Küresel bir riyakârlık hikayesi: Sürdürülebilirlik
Ortalık Trump, Çin, savaşlar, tarifeler, yüksek enflasyon, teknoloji rekabeti, ekonomik daralma gibi sorunlarla yanarken, sürdürülebilirlik meselelerini konuşmak, bugün pek çokları için küçümseyici şekilde gereksiz.
Oysa, bu konuların tam da bugün konuşulması gerekiyor. Küresel düzlemde oyunun kurallarının siyasi, ideolojik, ekonomik ve teknolojik olarak yeniden yazıldığı bir dönemdeyiz. Sürdürülebilirlik kavramı da bu noktada kritik bir eşikte duruyor.
Artık, yüzeysel çözümlerle göz boyama lüksümüz kalmadı. Köklü bir dönüşüme ihtiyacımız var. Peki, bu dönüşüm gerçekten isteniyor mu?
2024 yılında küresel karbon emisyonları, tarihin en yüksek seviyesine ulaşarak 37,4 milyar tonu aştı. Paris Anlaşması’nın 1,5°C hedefi çöktü. Şimdiden ortalama sıcaklık artışı 1,45°C’ye ulaştı. Küresel ısınmanın 2100 yılına kadar 3°C'yi aşması durumunda, dünya nüfusunun @'ı yaşanamaz bölgelerde kalacak.
Çarpıcı bir tezat olarak, küresel fosil yakıt sübvansiyonları 7 trilyon doları aşarken, iklim adaptasyonu için ayrılan fonlar yalnızca 83 milyar dolarda kaldı. Trump’ın son fosil yakıt çıkışı, küresel düzlemde bu makası artıracak bir etki yapacak.
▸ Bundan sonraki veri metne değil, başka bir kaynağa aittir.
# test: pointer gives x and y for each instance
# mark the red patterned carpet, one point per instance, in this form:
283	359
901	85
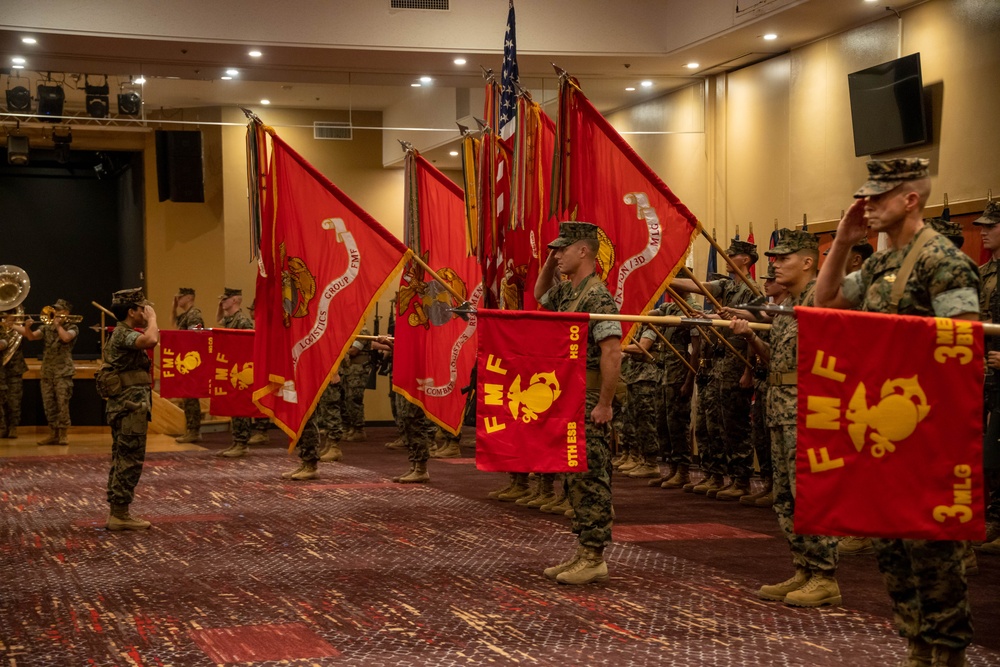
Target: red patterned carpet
242	567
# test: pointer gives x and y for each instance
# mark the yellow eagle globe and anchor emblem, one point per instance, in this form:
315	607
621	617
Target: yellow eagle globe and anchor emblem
541	392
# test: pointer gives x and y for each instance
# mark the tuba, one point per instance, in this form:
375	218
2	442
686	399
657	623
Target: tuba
14	286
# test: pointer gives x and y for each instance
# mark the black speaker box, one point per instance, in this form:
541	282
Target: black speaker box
179	174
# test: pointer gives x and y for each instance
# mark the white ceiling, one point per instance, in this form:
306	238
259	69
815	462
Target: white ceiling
344	54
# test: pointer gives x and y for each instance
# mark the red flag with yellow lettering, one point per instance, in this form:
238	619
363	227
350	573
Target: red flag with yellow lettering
185	371
324	262
531	391
230	358
890	415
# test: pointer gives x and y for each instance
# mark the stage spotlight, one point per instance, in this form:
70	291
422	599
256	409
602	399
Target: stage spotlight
97	99
50	99
18	100
61	139
129	100
17	149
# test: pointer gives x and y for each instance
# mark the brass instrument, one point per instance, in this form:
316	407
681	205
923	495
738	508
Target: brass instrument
14	286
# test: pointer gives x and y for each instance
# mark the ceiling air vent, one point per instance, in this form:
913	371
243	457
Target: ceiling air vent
419	4
332	130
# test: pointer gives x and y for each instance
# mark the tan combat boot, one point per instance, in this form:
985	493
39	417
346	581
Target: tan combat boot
120	519
238	450
418	475
556	570
777	592
307	472
680	478
53	438
588	568
818	591
737	489
288	474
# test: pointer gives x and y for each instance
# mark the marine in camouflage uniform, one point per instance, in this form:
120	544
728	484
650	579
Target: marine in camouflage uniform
128	412
814	557
589	493
57	370
189	319
236	319
358	367
674	419
925	579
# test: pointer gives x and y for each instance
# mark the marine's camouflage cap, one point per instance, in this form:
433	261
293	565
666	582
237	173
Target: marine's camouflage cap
991	216
793	240
884	175
571	232
742	248
130	297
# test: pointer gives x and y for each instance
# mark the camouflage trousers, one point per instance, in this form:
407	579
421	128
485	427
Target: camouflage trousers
814	553
674	424
730	412
355	381
644	403
710	451
128	452
760	434
10	407
589	493
418	431
56	393
927	586
192	414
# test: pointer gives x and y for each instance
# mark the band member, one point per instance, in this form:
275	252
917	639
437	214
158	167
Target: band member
186	316
58	338
129	397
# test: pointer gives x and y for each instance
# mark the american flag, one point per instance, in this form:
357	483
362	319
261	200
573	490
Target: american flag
508	98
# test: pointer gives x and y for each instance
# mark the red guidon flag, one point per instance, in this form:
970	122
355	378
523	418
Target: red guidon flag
185	371
889	426
531	391
645	230
230	358
324	262
435	350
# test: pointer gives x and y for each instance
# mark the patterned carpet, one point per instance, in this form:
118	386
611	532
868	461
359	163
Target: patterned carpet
243	567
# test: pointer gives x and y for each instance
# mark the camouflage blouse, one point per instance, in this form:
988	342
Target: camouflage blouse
943	283
597	300
190	319
57	357
783	339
İnsanlık tarihinde ilk kez, insan yapımı malzemelerin (beton, çelik, plastik) toplam kütlesi, tüm canlı biyokütleyi aştı. Üstüne, üretim paradigmaları sözde güncellenirken, emisyonlar azalmadığı gibi, tüketim alışkanlıkları da sadece ‘daha teknolojik, daha modern, daha yeşil’ bir ambalajla pazarlanmaya devam ediyor.